Of 49 included patients, 35 (71%) were female, and the median (IQR) age was 49.9 (38.4-59.8) years. A total of 37 patients were randomized to the baricitinib group and 12 to the placebo group. The mean change in total VASI at week 36 was -44.8% (95% CI, -58.4% to -31.3%) for the baricitinib group and -9.2% (95% CI, -27.7% to 24.7%) for the placebo group. This was not significantly greater than the sufficient repigmented surface threshold of 42.9%. Post hoc analyses showed a significant difference at week 36 for total VASI score in the baricitinib plus narrowband UV-B group compared with placebo plus narrowband UV-B (-44.8% vs -9.2%, respectively; P = .02). There was a greater improvement in disease activity and QOL in the baricitinib group vs placebo group and no significant difference in the number of adverse events.
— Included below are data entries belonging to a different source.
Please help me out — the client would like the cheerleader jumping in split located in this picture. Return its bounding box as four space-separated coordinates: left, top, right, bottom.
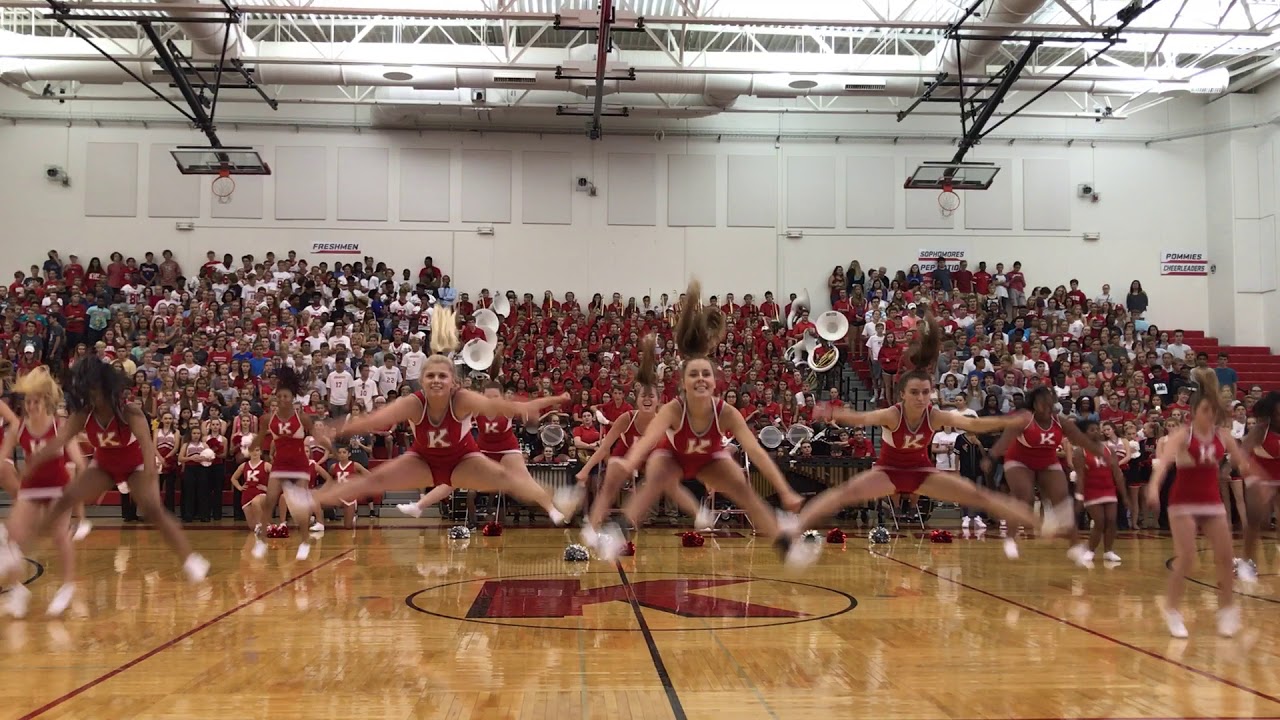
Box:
1235 391 1280 583
595 281 804 560
284 307 568 525
0 366 84 618
1147 369 1254 638
1071 420 1129 566
991 386 1103 566
13 356 209 583
576 336 716 547
776 314 1044 565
This proof-of-concept randomized clinical trial confirmed the efficacy of baricitinib combined with narrowband UV-B in the treatment of patients with extensive and active vitiligo.
ClinicalTrials.gov Identifier: NCT04822584.
白癜风是一种慢性自身免疫性疾病,会导致皮肤色素脱失并降低生活质量(QOL)。患有广泛性且病情非常活跃的疾病的患者最难治疗。
评估巴瑞替尼联合窄谱中波紫外线(NB-UVB)治疗重度、活动性、非节段性白癜风成人患者的疗效和不良事件。
设计、设置和参与者:这项学术性、多中心、双盲、非对照随机临床试验于2021年7月至2023年4月在4个皮肤科进行,纳入了患有广泛性和活动性非节段性白癜风的成年患者。该研究旨在仅根据该实验组的结果评估巴瑞替尼加窄谱中波紫外线的效果。安慰剂组用作校准组。于2023年8月至11月进行数据分析。
参与者按3:1随机分为巴瑞替尼组(每日4毫克)或安慰剂组,前12周单独用药36周,然后从第12周开始至第36周每周联合窄谱中波紫外线治疗两次。
主要结局是从基线到第36周(巴瑞替尼组)白癜风总面积评分指数(VASI)总分的平均变化百分比。该研究预先设定的目标是表明巴瑞替尼加窄谱中波紫外线的色素再生率显著高于42.9%,这是之前仅接受窄谱中波紫外线治疗的患者所观察到的色素再生表面阈值。评估了不良事件以及疾病活动度和生活质量变化的次要结局。还进行了事后分析。
纳入的49例患者中,35例(71%)为女性,年龄中位数(四分位间距)为49.9(38.4 - 59.8)岁。共有37例患者随机分配至巴瑞替尼组,12例至安慰剂组。巴瑞替尼组在第36周时VASI总分的平均变化为-44.8%(95%置信区间,-58.4%至-31.3%),安慰剂组为-9.2%(95%置信区间,-27.7%至24.7%)。这并不显著高于足够的色素再生表面阈值42.9%。事后分析显示,在第36周时,巴瑞替尼加窄谱中波紫外线组的VASI总分与安慰剂加窄谱中波紫外线组相比有显著差异(分别为-44.8%对-9.2%;P = 0.02)。与安慰剂组相比,巴瑞替尼组的疾病活动度和生活质量改善更大,不良事件数量无显著差异。
这项概念验证随机临床试验证实了巴瑞替尼联合窄谱中波紫外线治疗广泛性和活动性白癜风患者的疗效。
ClinicalTrials.gov标识符:NCT04822584。